Mustafa Ağa biraz yaşlanınca, eski günlerini yâd etmek için Germencik’e gezmeye gitmek ister. Oğlu Hakkı’ya, arabasıyla götürüp gezdirmesini söyler. Hakkı; anası, babası ve eşini alarak yola çıkar. Yaz günüdür. O tarafa gittikçe hava ısınır. Yol kenarında çardak kurmuş bir üzüm satıcısının önünde mola verirler. Satıcı tezgahının başında yoktur. Oraya biraz otururlar ve Mustafa Amca, “Kimse yok mu?” diye bağırır. Kadının birisi, yanında bir çocuk, kucağında bir çocuk ve karnında bir çocukla gelir. Kadına: “Gocan olacak goz nerde?” der. Kadın: “Kocalar çalışır mı? Ben onun kahvaltısını ettiririm, ayakkabılarını boyarım, giydirir kuşatır kahveye gönderirim. Onun bu şekilde yürüyüvermesi bana yeter!” der. Bunun üzerine Apıcık, elini yumruk yapıp kendi bağrına vurarak yanında oturan karısına döner ve:  “Ah ah!.. Beni şap yakar gibi yakmışsın!” der.

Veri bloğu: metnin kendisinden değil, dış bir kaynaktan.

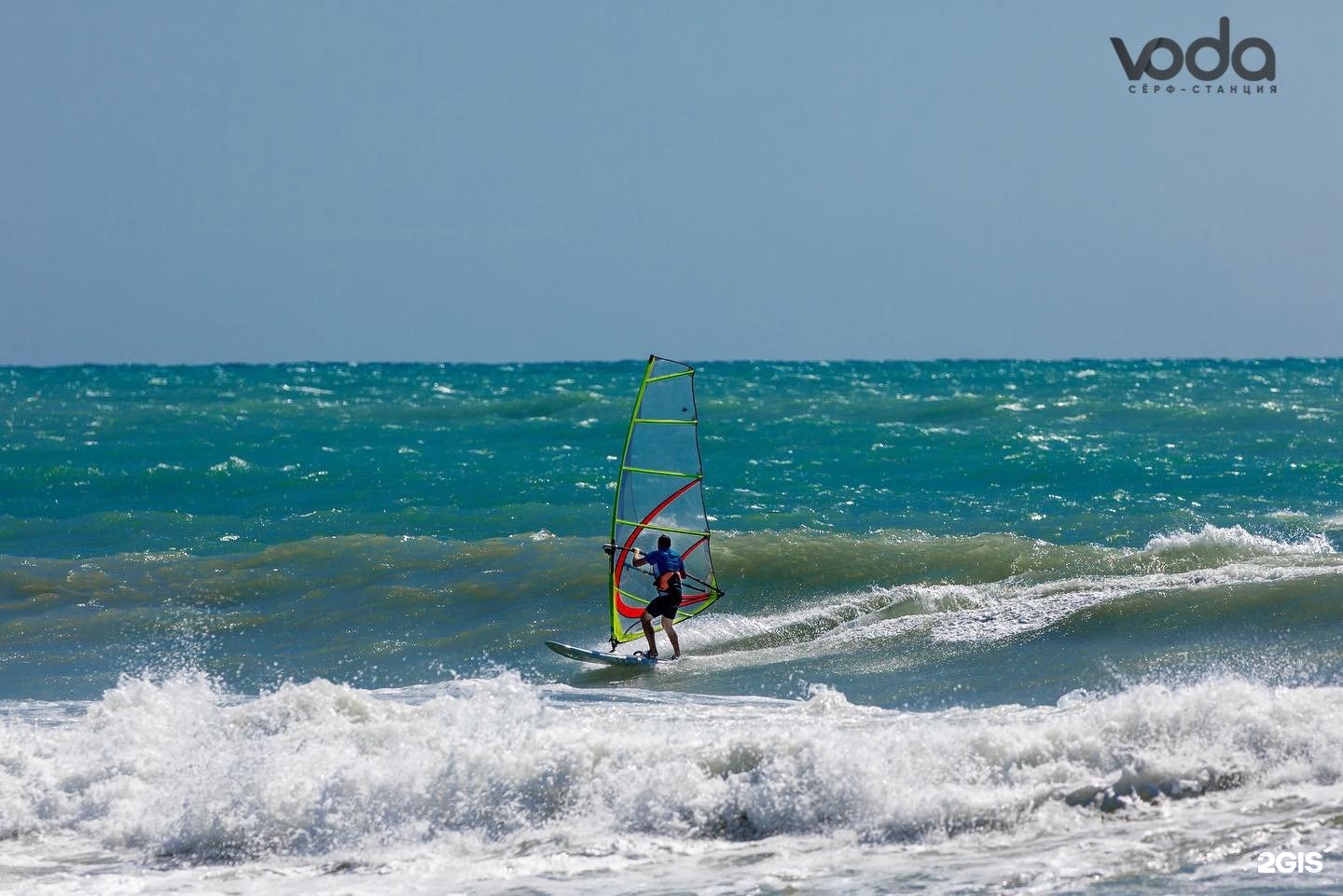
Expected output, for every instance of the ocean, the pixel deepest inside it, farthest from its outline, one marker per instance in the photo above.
(990, 627)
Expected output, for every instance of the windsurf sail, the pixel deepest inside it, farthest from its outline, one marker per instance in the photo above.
(659, 492)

Hepsi de gülüşürler.

ÇINARLAR  AYAKTA  ÖLÜR

Mustafa Yalçın, her zamanki alışkanlıkla sabah namazı vakti kalkar, abdestini alır ve İmaret Camisi’nin yolunu tutar. Namaz çıkışı, cami karşısında bulunan dükkanını açmak için kapıya gelir. Orada bir fenalık geçirir ve olduğu yere yığılır. Orada bulunanlar, doktora götürürler ve doktor Afyon’a sevk eder. Hafif bir felç geçirmiştir. Hanımı, çocuklarına: “Oğlum, böyle hastaları türbeye yatırırlar, orada iyi olur.” der. Abdülkadir Ceylani Türbesi’ne akşam ile yatsı arasında yatırırlar. Biraz iyi olur fakat gene hastadır. Oradan doğru Afyon’a götürürler, orada iyi olur. Aradan altı yıl geçer. 24 Temmuz 1994 Pazar günü sabah namazı için kalkar, doğru İmaret Camisi’ne gider. Namaz çıkışı dükkanının kapısının önüne gelir ve cebinden çıkardığı anahtarı “Bismillah” diyerek sokar ve oraya yığılır kalır. Oğlu Hakkı, hastaneye götürmek için arabasına bindirir. Evden hanımını da alırlar. Yolda giderken, seksen sekiz yaşında iken ruhunu teslim eder.